Holy Week is a good time to reflect on Scripture. CNS photo/Karen Callaway, Catolico

Living out our Domestic Church at Easter

By  John B. Kostoff and Patricia Dal Ben, Catholic Register Special
  • April 10, 2020

In many ways, the COVID-19 pandemic can be seen as a test of our commitment to answer our call as Catholics to express our faith beyond the bricks and mortar church building and organized gatherings. 

So how do we celebrate this holy season without the gift of Church? What are you doing on Easter Sunday to mark this most holy moment in our faith tradition and in the days leading up to Easter? 

Our book, One Home at a Time, outlines ways that our Domestic Church should celebrate throughout the year. Regardless of societal challenges but also in light of these trying times, we are called to live out our baptismal call in our homes and in our community.  

It is interesting to note that with the closing of many of our churches, and the limiting of our gatherings, many parishes have been scrambling to shore up our Domestic Church, which throughout the centuries has functioned in all sorts of challenging times. Now we need to take up our cross and find our way to Easter together. 

Here are some suggestions for your Domestic Church during the joyous days of Easter:

  • Start the day off with morning prayer and end the day with evening prayer as a family. Make Liturgy of the Hours a part of your home activity. Daily Mass is also available on the Internet and on television.
    There is no reason you can’t take advantage of this and participate in these new liturgical formats of proclamation and celebration. Salt + Light provides a number of programs worth watching as a family and there are several Internet sources for the Catholic community. 
  • Open the Bible and read Scripture. Reflect on the Holy Week readings that take you from Holy Thursday to Easter:
    Holy Thursday: 1 Corinthians 11:23-26 and John 13:1-15
    Good Friday: Isaiah 52:13-53:12 and John 18:1-19:42
    Easter Vigil and Easter Sunday: Isaiah 55:1-11, Romans 6:3-11, Matthew 28:1-10, Colossians 3:1-4, John 20:1-18, Luke 24:13-35.
  • Pope Francis has reminded us that we should confess our sins in prayer and recite the Act of Contrition until such time as the Sacrament of Penance is available. Provide quiet time for you and your family to enter into a prayerful reconciliation period.
  • Recite the rosary as a meditative prayer for one, or for the family to gather and pray. Your Domestic Church might join the many online forums that are participating in perpetual rosaries.
  • Colour eggs using food dye and make it an activity for the young and the old, reinforcing those traditional ways Easter has been celebrated.
  • If we have learned anything during the pandemic, it is the need for interconnectedness, so keep in touch with family, and reach out to neighbours who might be anxious or lonely. See if you can assist them by buying food, taking out the garbage, collecting their mail.  
  • Give blood. The need for blood hasn’t stopped. Canadian Blood Services arranges appointments and is ensuring social distancing procedures and safety precautions. 
  • Visit the web pages of your diocese and parish for news and updates on resources and supports, as well as Catholic media and websites.
  • Write Easter cards or e-notes for people, and remember to thank service providers.
  • For families, have children help prepare a meal and make extra for someone who might appreciate a homemade meal.  
  • Mark your home with a red sash on Good Friday and a white sash on Easter. The liturgical colours change in our Church so why not in our homes.
  • Set aside a special candle that will be used for your prayer gatherings. Offer it up as the paschal candle, united with our One, Holy, Catholic and Apostolic Church. 

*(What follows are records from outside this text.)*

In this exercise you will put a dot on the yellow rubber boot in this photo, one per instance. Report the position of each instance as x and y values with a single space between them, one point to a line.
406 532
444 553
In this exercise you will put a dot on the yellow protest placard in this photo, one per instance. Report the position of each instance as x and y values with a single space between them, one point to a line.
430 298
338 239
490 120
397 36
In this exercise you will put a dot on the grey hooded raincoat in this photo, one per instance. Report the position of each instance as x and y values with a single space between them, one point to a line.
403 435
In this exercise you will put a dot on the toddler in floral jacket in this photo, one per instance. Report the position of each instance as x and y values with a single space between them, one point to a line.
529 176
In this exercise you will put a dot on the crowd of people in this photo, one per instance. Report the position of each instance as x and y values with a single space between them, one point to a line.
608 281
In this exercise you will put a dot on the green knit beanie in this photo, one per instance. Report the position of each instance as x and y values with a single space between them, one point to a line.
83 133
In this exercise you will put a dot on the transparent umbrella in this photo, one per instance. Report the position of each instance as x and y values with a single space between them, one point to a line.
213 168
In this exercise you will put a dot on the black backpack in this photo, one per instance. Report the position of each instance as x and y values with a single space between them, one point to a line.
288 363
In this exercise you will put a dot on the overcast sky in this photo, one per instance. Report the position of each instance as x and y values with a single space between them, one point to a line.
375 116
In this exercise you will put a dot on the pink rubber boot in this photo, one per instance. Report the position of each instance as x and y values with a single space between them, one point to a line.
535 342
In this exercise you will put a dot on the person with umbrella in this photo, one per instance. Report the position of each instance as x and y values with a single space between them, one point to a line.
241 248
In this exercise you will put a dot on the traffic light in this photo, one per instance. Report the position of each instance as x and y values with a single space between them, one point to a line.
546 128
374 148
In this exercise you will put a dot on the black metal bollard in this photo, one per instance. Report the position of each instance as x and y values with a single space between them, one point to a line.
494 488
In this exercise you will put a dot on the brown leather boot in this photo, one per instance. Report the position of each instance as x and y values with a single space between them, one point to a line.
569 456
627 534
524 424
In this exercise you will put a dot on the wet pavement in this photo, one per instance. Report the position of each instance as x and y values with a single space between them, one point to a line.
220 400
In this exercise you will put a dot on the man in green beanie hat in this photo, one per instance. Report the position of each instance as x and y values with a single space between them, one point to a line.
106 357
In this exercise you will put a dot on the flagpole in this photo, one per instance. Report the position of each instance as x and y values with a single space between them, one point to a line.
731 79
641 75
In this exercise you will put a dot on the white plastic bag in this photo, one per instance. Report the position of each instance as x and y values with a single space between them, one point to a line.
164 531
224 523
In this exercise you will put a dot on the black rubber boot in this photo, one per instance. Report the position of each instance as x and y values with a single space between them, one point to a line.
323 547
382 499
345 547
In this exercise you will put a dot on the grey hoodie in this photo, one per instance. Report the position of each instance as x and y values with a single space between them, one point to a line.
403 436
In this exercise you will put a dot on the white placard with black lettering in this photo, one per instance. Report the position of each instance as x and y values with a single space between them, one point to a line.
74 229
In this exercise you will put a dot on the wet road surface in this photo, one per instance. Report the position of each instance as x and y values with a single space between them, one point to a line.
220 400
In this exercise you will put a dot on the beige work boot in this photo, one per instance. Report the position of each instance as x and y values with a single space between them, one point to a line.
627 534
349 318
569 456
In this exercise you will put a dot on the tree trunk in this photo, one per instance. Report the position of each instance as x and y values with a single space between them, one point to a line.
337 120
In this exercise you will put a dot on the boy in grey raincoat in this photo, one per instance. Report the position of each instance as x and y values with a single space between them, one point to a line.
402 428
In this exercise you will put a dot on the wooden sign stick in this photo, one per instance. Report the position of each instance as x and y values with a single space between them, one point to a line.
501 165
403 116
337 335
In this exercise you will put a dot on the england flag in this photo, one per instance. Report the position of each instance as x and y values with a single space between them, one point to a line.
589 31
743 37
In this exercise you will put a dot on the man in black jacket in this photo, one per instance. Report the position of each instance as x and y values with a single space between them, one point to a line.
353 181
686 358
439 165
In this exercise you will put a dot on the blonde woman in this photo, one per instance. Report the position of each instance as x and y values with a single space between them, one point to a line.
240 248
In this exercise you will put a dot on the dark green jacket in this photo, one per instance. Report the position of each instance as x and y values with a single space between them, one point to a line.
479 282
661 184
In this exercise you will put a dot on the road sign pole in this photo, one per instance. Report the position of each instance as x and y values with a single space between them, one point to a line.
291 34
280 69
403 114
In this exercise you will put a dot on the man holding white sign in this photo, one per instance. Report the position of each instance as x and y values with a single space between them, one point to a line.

While this is not an exhaustive list of activities for your Domestic Church, remember that throughout the season of Easter we are called to live out what we celebrate in our parishes on Sunday. With our churches closed, one might feel alone and isolated, but our global community has experienced hardship before. Perhaps not to this magnitude some might say, but we have to believe that our faith will lead us through. 

It is normal to feel uncertain and worried. This most certainly is not the way we have typically spent the most holy time of the year, but this unique time gives us the opportunity to pause and think about what it means to be Catholic in our homes and beyond.

(Kostoff and Dal Ben are the authors of One Home at a Time: Realizing and Living out Our Domestic Church published by Novalis.)